Traverser l’Australie en dirigeable. Jouir de nos cabines. Première classe et cuir de buffle. La salle de bal, ouverte sur le vide. Vertige.
Pendant ce temps là, à Bornéo, l’homme à la tête de chat fait ami ami avec de dangereux tigres estampillés « Pure Milice Mixte Miaou Miaou ».
L’homme à la tête de chat, en conférence, avec la femme à la tête de panthère nébuleuse. Si. Ça existe. Conférence de paix. Fin du monde.
Dans la cave, ombragée, de l’appartement 42 on écoute Pop Satori religieusement. Dernières minutes avant la fin de tous les chants. Éclairs.
Les membres du Front de Libération de la Réalité ne se nourrissaient que du riz ramassé par terre après les mariages et autres offrandes.

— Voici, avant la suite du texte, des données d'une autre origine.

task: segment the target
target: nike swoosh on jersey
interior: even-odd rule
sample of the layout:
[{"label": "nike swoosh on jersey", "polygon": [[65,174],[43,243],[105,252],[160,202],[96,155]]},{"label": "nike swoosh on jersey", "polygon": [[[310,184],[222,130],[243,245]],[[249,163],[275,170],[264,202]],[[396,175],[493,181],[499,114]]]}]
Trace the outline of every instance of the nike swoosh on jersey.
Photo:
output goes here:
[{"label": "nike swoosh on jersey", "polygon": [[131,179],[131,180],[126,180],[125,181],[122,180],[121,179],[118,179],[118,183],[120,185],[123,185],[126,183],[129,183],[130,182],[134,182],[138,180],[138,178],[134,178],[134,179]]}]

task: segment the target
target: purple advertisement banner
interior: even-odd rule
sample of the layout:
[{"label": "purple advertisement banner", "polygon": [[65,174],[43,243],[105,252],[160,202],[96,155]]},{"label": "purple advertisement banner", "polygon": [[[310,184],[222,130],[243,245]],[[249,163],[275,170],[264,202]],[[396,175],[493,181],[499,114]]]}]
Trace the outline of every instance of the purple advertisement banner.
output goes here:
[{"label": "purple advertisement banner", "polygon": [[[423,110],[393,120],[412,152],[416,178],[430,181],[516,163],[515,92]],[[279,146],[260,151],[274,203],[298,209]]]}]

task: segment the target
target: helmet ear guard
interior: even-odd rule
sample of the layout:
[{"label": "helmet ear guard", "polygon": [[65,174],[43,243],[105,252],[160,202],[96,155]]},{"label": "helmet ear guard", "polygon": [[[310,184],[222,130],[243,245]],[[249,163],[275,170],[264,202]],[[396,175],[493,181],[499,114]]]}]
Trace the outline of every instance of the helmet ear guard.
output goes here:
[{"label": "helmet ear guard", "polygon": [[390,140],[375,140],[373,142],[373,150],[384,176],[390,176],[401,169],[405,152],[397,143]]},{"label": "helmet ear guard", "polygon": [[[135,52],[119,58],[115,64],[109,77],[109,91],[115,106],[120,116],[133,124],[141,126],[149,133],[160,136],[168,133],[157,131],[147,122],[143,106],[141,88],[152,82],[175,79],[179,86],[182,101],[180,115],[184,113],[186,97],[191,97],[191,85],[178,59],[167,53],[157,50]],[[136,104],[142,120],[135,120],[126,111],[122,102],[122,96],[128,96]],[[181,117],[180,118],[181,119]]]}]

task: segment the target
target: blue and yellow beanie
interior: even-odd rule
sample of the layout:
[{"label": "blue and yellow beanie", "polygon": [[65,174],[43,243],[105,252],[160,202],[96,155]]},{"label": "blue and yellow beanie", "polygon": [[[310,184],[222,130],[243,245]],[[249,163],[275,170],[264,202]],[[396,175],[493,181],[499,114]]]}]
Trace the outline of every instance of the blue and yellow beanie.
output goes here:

C’est l’aube. Dans les débris éparpillés les réfugiés récupèrent métaux lourds, organes transplantables et petits biscuits au sésame. Deuil.
Lundi matin. Éclairs.
Papa, pourquoi tu as mangé mes frites ?
Carver et Mina, déglinguées, sautillent sur le toit de l’hôpital, monoculaires en l’air. Le son des explosions se mêle à celui des basses.
Il y a un taxidermiste ivre (et flou) devant la porte. Mina ne veut pas lui ouvrir. C’est sûrement mieux. On boit du cidre. Hips. Nus.
Seul bâtiment intact de l’antique cité une fromagerie du quartier Nord. Sa rénovation était en œuvre au moment de la guerre des champignons.
Mina, Igor et Carver, ce matin gueule de bois. L’homme à la tête de chat prépare une infusion. Préparer sacs de sable et cocktails. Molotov.
Grosse agitation autour du métro Crimée. Vivres et munitions commencent à manquer. Les milices tiennent le Monoprix et le Castorama. Misère.
On a décoré nos masques à gaz avec de petites étoiles phosphorescentes. On parfume le bunker à la sauge, à la myrrhe. Dehors, tout est mort.
Carver aimait le vélo et changer d’orientation sexuelle et / ou de genre plus souvent que de chemise. Et les écureuils, pour le tennis. Nus.
Plus tard. L’hôtel à l’abandon. La piscine toujours vide. Carreaux brisés, herbes folles. Hiver nucléaire. Dans le grand salon, Igor, Mina.
Hey ! Le dialoguiste de nos vies, stop l’acide.
Il trouva une fille qui s’appelait Michael.
Igor surveille la porte. Dans le bar, trop sombre, on ne compte plus les victimes. Man Ray est au fumoir. Carver recharge les fusils. Break.
Sous le sapin de Mina, un zx spectrum, une kalachnikov et les clefs du zeppelin. Après ce décisif réveillon, rien ne serait comme avant.
Écrivons ensemble les légendes, les murmures, les histoires, les sagas de la fin des temps. Mains nouées, souriants, échangeons les secrets.
Mina saute Igor contre la portière arrière du bus Paris-Irkoutsk. Les charnières lâchent. Noyade générale. Yeah.
Squee !
Bricolage. Sous le plancher, origine de l’odeur, un corps oublié. Dans sa bouche un diamant. Dans sa main, un poumon de chat. On range, nus.